The important thing is that the carbon footprint incorporates direct as well as indirect emissions. So, to find out the footprint of you eating a fruit: think of all the processes involved: the water pump used to water the tree your fruit came from, the factory which made the fertilizer, the storage units which kept it from getting spoilt, the refrigeration at the store, and all the transportation that went into making the meeting possible between you and your fruit. All of these burn fossil fuel directly (petrol/diesel/CNG), or indirectly through electricity (Coal/Natural Gas). A good estimate of the footprint can then be calculated by estimating how much GHG emission took place when all that fossil fuel was burnt.

What Is tCO2e?

Carbon Footprint is measured in tonnes of carbon dioxide equivalent, or tCO2e. Though carbon dioxide is the major contributor to the greenhouse effect, many other gases are important too – the climate change potential of methane and nitrous oxide are 7 and 300 times that of CO2. However, their overall impacts are far less, as they are released in smaller quantities.

We measure all other GHGs in terms how much CO2 would cause an equivalent impact on the climate, thus the ‘e’ after CO2. So, from above, one tonne of methane = 7 tCO2e.

The world wide average per capita footprint is 4 tCO2e. It varies greatly with lifestyle, and in India, urban residents have 16 times the carbon footprint of rural residents. In the US, the value is a shocking 20 tCO2e per person.

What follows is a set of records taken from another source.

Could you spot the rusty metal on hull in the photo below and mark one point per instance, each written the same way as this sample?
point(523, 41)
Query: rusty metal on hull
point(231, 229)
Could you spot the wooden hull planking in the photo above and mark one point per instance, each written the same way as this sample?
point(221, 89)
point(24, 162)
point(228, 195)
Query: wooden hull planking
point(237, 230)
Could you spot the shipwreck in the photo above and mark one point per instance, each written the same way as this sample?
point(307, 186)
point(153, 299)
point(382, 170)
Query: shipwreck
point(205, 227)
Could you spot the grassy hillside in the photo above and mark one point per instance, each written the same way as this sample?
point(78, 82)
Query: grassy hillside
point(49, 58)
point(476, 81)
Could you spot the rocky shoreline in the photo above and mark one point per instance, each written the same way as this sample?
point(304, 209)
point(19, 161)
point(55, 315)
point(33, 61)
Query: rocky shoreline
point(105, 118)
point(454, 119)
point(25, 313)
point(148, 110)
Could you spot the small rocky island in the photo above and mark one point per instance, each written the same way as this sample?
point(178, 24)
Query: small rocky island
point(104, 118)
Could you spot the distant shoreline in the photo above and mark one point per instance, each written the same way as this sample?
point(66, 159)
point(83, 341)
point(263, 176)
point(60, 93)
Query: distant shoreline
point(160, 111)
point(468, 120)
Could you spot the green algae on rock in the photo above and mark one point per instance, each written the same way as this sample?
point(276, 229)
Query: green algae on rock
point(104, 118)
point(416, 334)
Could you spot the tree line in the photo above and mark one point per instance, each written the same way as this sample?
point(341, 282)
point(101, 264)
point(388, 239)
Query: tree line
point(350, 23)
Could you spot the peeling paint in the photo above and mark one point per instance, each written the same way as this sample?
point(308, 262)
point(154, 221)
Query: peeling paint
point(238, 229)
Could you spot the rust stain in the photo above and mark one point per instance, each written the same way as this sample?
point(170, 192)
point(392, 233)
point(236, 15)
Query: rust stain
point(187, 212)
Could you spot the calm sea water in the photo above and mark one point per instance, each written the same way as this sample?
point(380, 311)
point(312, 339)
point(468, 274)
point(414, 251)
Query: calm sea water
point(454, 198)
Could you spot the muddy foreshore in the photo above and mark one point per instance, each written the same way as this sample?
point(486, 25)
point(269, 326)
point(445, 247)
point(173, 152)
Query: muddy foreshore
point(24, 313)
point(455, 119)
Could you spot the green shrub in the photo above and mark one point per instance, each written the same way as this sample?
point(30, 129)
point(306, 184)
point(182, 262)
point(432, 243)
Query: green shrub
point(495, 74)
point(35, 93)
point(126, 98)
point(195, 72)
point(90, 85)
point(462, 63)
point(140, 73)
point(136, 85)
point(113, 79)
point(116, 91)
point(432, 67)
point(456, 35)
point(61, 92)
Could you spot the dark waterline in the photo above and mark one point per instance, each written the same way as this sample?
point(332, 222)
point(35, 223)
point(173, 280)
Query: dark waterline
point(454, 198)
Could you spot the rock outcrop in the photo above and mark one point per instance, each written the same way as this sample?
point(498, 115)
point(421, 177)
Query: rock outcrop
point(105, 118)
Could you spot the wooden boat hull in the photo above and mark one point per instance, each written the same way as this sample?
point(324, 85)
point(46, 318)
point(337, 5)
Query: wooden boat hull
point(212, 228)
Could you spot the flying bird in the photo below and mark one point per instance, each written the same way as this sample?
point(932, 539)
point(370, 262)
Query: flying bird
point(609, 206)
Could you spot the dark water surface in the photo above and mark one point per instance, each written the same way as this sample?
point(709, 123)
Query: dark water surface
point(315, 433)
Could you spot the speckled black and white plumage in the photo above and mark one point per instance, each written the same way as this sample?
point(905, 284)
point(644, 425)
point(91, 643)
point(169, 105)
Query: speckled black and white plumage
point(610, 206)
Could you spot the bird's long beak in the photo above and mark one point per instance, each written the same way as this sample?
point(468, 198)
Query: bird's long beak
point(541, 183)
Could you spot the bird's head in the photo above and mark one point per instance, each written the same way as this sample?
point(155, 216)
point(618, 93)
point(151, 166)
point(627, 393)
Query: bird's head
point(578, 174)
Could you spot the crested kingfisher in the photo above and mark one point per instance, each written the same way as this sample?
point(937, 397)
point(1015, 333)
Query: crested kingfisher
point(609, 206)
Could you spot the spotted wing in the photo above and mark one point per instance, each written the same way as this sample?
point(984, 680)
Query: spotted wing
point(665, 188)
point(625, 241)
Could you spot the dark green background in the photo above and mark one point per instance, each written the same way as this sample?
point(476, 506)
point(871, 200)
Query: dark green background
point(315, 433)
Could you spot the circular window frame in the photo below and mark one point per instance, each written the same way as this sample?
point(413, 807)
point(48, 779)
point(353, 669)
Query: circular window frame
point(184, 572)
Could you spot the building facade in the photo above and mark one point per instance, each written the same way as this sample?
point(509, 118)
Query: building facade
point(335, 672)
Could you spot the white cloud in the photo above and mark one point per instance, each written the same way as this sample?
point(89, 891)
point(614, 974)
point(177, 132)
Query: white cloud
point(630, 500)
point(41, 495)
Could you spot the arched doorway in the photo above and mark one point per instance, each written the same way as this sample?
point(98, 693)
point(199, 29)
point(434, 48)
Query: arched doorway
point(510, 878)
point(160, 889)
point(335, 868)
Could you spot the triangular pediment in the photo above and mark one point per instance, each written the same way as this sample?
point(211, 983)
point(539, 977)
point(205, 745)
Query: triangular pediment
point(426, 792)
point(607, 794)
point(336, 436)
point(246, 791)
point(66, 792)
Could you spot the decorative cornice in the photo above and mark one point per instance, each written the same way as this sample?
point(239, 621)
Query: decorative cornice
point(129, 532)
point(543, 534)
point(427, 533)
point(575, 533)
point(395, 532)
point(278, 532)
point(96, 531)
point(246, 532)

If you were to fill about 12 standard 30 litre buckets with petrol and set fire to them, you would release a tonne of CO2e into the atmosphere.

What’s In A Fossil Fuel?

Over the last hundreds of millions of years, plants and organisms like algae and plankton have been picking up carbon from the air and using it to store energy from sunlight. After death and over time, some of the body matter of these organisms gets buried deeper and deeper. The high pressure and temperature at those depths causes reactions forming fossil fuels.

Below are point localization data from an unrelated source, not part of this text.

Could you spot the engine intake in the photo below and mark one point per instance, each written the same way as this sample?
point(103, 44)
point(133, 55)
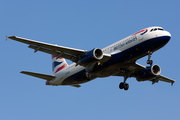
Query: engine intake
point(91, 56)
point(148, 73)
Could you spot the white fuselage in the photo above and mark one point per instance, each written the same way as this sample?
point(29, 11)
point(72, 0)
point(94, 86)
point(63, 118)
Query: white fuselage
point(114, 49)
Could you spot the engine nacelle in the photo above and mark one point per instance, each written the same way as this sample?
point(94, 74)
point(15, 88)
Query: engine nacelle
point(91, 56)
point(148, 73)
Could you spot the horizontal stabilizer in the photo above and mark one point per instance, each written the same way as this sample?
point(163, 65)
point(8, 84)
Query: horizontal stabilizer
point(39, 75)
point(77, 85)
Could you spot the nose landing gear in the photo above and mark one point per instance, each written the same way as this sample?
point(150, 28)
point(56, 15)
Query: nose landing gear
point(149, 53)
point(124, 85)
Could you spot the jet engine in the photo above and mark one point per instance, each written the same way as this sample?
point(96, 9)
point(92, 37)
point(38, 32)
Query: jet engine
point(91, 56)
point(148, 73)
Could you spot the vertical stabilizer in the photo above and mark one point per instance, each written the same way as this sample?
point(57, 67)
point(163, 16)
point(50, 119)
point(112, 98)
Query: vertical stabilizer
point(58, 64)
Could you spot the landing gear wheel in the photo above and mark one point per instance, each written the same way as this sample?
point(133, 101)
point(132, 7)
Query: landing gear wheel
point(149, 62)
point(121, 85)
point(88, 76)
point(126, 86)
point(149, 53)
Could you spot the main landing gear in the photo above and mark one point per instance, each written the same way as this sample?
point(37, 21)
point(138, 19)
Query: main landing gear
point(149, 53)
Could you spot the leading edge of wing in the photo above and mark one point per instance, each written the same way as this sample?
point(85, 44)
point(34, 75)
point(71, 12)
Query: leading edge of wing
point(47, 45)
point(39, 75)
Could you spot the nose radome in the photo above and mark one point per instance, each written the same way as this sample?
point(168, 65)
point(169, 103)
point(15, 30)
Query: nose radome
point(168, 34)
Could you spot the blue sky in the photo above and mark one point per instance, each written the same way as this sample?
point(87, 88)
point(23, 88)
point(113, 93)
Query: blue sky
point(85, 25)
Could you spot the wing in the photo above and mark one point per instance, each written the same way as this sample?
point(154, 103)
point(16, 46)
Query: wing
point(39, 75)
point(59, 51)
point(136, 68)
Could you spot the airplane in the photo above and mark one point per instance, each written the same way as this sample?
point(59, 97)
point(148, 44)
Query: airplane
point(117, 59)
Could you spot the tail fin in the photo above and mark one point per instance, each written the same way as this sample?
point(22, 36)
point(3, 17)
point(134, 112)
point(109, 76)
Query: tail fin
point(58, 64)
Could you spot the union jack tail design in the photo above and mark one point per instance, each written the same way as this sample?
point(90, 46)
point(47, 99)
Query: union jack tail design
point(58, 64)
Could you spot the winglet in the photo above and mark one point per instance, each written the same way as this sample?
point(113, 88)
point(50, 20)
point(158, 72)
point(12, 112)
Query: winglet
point(76, 85)
point(7, 37)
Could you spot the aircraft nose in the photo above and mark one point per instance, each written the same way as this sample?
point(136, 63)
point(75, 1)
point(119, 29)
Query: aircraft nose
point(167, 36)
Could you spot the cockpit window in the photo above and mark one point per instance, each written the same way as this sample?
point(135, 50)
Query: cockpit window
point(157, 29)
point(160, 29)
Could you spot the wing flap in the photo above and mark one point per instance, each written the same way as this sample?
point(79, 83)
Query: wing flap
point(47, 45)
point(39, 75)
point(165, 79)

When we discovered the enormous energy potential of this ancient buried carbon, we began extracting and exploiting it, without realising that it meant releasing all that carbon back into the atmosphere.

In nature, carbon absorption and release is a routine affair, as part of the carbon cycle. Feeding, excretion, death and decay govern the level of carbon in the atmosphere. And consequently, the temperature.

But in the history of our planet, carbon concentration has never increased at the rate we are causing it to now, having gone crazy after our discovery of fossil fuel. It is far beyond nature’s absorption capacity, which deforestation is further reducing.

Well, What About The Fruits?

To save us from a huge climate catastrophe, we need a drastic reduction in our total carbon footprint.

Personal choices ought to be changed keeping in mind what would make a real impact to our footprint. For example, there is little point in getting a more efficient printer when you spend your life on planes. But getting rid of two used 100W incandescent light bulbs will save about 1 tCO2e (or 800 kg if replaced with low energy bulbs).

A fruit like a banana on the other hand, is a low carbon food item, as it grows in natural sunlight, requires little packaging, and generally travels on ships and not flights if it is imported. The footprint is only 80g. So eat away!

Energy efficiency, use of public transport, green buildings and greener electricity are the choices which would all have sizeable impacts.

In a positive move, India recently registered 3 billion square feet of green building footprint, the second highest in the world. Buildings, the source of one third of all green house gas emissions, are also the most adaptable in terms of reducing carbon footprint.

Temperature changes could increase by 1.5 to 6.4 degrees by 2100, depending on the path humans take. That’s a lot and will change everything. The world’s average temperature is only 5 degrees warmer today than what it was in the ice age.